2. The method for detecting smoke in a power transmission channel based on improved YOLOv3 as claimed in claim 1, wherein said step S1 comprises:

s12, expanding the sample set by adopting a data enhancement method, wherein the specific method comprises the following steps: copying and pasting smoke to be detected in a sample, and enhancing the position diversity of the smoke, so that the number of anchor frames matched with the smoke is increased, the training weight of the smoke is increased, and in addition, angle rotation, horizontal turnover, gaussian noise, brightness conversion and saturation adjustment are also included;

3. The improved YOLOv 3-based power transmission channel smoke detection method as claimed in claim 1, wherein in step S2, the size of an anchor frame in a training set is clustered by using an improved k-means + + clustering algorithm, and the step of obtaining a priori frame is:

s22, calculating the shortest distance between each point in the training set and the current existing cluster center, namely the distance between each point and the nearest cluster center, and using the Euclidean distance square as the distance d (x) between samples _i ,x _j ) I.e. have

Wherein x is _i 、x _j Represents the ith and jth samples;

s24, repeating S22 and S23 until k clustering centers are selected;

s26, moving the clustering center to the center of the cluster group belonging to the clustering center, wherein the method for calculating the center is to directly determine the center as the average value of each coordinate of the cluster group;

and S27, repeating S25 and S26 until the cluster center does not move any more.

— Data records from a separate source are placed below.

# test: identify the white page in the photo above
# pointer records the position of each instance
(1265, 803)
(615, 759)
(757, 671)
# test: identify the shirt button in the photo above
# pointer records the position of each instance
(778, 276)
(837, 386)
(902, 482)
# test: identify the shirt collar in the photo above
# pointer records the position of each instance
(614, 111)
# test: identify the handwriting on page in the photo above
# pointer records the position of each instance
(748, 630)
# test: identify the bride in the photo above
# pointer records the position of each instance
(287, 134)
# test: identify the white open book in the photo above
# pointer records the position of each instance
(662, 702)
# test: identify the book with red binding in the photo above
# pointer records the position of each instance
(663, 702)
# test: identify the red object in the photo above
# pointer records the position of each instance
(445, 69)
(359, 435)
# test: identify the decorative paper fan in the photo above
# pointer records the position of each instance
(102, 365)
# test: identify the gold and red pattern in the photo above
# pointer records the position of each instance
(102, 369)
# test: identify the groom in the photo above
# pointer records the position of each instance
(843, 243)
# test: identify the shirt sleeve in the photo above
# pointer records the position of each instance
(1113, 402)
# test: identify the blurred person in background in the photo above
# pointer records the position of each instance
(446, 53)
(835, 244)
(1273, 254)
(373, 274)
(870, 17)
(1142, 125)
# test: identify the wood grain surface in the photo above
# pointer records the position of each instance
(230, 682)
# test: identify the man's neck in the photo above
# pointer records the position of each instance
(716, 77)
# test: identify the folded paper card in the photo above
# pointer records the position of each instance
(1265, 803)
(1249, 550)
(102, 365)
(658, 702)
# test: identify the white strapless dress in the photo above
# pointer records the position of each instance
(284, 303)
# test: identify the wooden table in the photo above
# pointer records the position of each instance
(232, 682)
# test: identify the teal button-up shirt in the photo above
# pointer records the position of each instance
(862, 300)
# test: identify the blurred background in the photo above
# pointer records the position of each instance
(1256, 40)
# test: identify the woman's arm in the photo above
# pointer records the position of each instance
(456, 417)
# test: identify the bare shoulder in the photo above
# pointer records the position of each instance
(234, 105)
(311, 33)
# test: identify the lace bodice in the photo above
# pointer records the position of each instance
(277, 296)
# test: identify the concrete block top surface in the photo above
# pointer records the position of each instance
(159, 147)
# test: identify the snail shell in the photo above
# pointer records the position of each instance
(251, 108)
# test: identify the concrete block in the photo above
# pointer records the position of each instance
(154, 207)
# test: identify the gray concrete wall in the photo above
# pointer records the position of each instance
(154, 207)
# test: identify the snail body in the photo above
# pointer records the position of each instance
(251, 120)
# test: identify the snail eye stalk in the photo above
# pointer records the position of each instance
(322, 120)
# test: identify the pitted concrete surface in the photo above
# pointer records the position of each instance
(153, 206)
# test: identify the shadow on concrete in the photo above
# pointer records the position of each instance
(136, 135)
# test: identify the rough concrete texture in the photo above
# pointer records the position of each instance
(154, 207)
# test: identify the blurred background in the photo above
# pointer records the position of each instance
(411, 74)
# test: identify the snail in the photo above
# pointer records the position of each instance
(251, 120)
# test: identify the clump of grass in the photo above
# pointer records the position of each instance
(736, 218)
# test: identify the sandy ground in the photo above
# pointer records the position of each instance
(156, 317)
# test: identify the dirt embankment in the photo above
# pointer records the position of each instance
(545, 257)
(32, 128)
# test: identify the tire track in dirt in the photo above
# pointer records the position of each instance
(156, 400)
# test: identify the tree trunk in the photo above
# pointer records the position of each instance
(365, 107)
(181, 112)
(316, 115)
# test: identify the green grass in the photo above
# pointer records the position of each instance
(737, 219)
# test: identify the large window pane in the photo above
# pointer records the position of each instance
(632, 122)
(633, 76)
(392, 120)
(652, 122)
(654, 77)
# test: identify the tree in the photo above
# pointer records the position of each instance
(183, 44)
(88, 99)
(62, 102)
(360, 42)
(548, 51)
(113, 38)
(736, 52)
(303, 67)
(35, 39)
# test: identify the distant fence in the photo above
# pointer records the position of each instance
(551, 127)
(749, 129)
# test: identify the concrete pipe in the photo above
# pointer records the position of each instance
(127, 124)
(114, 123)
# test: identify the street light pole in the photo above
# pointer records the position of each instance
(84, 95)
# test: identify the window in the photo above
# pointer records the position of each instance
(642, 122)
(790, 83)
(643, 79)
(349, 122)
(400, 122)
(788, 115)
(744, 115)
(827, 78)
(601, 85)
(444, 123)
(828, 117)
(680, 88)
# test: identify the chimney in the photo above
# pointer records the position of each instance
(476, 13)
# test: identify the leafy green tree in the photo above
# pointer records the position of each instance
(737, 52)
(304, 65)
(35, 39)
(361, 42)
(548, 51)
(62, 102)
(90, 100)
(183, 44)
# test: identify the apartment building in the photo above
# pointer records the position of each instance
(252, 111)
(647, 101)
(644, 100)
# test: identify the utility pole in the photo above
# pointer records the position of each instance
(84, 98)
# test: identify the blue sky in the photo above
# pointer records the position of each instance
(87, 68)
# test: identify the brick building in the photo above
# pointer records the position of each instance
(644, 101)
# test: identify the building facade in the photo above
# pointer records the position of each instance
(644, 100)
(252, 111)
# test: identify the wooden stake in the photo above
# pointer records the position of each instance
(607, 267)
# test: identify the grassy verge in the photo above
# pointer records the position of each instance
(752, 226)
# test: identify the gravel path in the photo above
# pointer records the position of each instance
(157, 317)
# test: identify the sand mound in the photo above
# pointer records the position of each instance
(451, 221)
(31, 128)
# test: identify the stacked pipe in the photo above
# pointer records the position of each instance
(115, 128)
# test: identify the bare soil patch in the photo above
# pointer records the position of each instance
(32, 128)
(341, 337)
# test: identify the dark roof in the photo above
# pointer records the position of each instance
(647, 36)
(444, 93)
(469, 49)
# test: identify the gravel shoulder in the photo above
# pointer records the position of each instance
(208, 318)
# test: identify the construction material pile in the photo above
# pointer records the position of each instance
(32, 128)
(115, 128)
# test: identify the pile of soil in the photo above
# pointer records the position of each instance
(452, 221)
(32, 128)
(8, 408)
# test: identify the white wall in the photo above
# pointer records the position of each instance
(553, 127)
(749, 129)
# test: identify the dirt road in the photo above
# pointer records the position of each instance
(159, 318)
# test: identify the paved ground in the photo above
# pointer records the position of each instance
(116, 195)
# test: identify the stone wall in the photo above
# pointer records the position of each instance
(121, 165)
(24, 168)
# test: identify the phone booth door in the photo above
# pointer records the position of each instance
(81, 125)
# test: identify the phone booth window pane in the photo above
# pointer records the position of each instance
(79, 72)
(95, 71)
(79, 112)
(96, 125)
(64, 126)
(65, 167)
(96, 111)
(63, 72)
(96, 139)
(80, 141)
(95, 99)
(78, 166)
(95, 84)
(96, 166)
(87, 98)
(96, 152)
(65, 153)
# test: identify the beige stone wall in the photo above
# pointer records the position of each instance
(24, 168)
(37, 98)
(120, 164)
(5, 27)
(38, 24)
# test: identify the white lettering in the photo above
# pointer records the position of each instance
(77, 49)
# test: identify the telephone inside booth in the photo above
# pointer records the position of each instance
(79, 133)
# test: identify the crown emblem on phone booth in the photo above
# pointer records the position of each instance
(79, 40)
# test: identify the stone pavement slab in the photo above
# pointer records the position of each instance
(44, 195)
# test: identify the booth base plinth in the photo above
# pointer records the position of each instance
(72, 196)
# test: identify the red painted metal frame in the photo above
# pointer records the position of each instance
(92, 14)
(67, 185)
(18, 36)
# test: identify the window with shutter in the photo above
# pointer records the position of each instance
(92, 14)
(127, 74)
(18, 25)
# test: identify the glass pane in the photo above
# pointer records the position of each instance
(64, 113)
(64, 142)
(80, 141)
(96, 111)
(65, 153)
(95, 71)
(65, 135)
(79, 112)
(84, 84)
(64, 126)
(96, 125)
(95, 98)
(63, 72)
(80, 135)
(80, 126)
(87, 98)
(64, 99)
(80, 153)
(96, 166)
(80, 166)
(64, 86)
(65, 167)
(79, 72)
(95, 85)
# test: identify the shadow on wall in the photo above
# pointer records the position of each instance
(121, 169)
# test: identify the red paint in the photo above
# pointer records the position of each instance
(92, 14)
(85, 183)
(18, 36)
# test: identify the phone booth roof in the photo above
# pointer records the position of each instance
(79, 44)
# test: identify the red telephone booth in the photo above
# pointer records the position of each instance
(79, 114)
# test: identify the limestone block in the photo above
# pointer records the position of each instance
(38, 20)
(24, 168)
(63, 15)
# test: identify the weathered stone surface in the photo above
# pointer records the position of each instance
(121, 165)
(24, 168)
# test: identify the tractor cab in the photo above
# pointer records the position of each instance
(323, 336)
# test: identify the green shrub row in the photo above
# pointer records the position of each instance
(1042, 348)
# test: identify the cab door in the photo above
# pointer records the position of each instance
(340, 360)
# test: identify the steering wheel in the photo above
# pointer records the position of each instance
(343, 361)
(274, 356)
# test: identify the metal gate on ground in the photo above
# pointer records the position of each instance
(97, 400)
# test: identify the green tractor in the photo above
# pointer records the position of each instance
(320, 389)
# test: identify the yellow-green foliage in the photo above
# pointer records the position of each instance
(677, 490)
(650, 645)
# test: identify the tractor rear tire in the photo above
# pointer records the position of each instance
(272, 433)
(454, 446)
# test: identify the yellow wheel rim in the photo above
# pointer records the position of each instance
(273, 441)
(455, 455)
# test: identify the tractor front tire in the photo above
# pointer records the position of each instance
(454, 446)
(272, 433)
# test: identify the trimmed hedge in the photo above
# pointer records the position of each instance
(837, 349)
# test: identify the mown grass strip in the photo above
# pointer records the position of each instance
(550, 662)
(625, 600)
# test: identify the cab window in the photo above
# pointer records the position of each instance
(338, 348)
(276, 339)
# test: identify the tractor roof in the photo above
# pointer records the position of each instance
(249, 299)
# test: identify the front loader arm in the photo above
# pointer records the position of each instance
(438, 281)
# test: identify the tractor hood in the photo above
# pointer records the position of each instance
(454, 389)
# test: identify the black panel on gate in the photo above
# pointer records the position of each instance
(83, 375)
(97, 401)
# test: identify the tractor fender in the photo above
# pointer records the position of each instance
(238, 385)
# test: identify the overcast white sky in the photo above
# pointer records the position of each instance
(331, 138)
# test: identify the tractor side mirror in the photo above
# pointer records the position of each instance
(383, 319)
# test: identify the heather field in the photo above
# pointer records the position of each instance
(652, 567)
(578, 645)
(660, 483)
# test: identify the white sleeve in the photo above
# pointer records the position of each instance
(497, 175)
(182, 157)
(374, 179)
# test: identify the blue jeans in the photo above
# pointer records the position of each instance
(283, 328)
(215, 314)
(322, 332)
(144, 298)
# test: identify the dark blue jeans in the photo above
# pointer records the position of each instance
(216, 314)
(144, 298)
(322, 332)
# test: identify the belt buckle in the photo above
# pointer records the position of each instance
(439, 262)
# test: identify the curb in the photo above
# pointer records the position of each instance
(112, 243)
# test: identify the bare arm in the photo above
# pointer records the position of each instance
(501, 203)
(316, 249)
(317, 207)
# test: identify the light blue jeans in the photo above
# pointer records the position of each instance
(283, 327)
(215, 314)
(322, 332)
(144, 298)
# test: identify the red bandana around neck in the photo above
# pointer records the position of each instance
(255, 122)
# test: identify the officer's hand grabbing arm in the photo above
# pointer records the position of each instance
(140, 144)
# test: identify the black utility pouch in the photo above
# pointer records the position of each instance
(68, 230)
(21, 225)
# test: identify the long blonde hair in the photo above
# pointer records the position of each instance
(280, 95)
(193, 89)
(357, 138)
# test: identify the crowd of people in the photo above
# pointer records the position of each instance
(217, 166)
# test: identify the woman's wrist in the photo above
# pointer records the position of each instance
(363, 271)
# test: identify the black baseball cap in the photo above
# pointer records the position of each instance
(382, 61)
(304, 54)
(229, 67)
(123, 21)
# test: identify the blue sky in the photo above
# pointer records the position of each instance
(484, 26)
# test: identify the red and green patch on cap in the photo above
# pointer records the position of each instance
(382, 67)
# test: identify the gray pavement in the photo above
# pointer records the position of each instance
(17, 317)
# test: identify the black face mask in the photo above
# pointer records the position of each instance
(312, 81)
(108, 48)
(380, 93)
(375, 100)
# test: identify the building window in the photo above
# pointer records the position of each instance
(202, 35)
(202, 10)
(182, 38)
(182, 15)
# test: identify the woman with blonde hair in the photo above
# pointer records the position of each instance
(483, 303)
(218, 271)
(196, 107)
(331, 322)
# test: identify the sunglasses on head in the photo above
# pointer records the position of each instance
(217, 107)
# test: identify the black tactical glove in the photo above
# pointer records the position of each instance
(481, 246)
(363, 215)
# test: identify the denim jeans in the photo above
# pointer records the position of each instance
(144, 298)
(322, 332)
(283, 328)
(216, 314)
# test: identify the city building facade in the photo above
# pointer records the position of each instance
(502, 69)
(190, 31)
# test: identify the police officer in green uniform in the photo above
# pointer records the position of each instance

4. The method for detecting smoke in a power transmission channel based on improved YOLOv3 as claimed in claim 1, wherein in step S3, the training set is trained by using improved YOLOv3, and the procedure for obtaining the optimal model is as follows:

s32, improving the feature extraction capability of YOLOv3, designing an attention mechanism DAM combined with cavity convolution as a feature enhancement module to be integrated into a backbone network, wherein the DAM mainly comprises three parts: the system comprises a cavity module, a channel attention submodule and a space attention submodule, and the implementation process comprises the following steps:

s323, the specific process of the space attention submodule implementation is as follows: taking a feature map output by a channel attention submodule as an input feature map of a space attention submodule, and firstly performing global maximum pooling and global average pooling based on a channel to obtain two H multiplied by W multiplied by 1 feature maps; then the two characteristic graphs are subjected to channel splicing; then, after 7 × 7 convolution operation, reducing the dimension to 1 channel number, namely H × W × 1; then generating a weight coefficient Ms through a sigmoid activation function; finally, performing element-wise multiplication operation on the weight coefficient Ms and the input feature diagram of the spatial attention submodule to obtain a finally generated feature;

s33, improving a detection network of YOLOv3, wherein the flow is as follows:

s34, training the amplified and labeled training set by using the improved YOLOv3, and specifically comprising the following steps: and (3) sending the amplified and labeled training set into an improved YOLOv3 for training, learning model parameters according to a gradient descent method by using the deviation between the prior frame and the labeled real frame in the training process, keeping the model parameters floating up and down at a certain value all the time when a loss function is converged, stopping training, and forming an optimal model by the network structure and the weight file at the moment.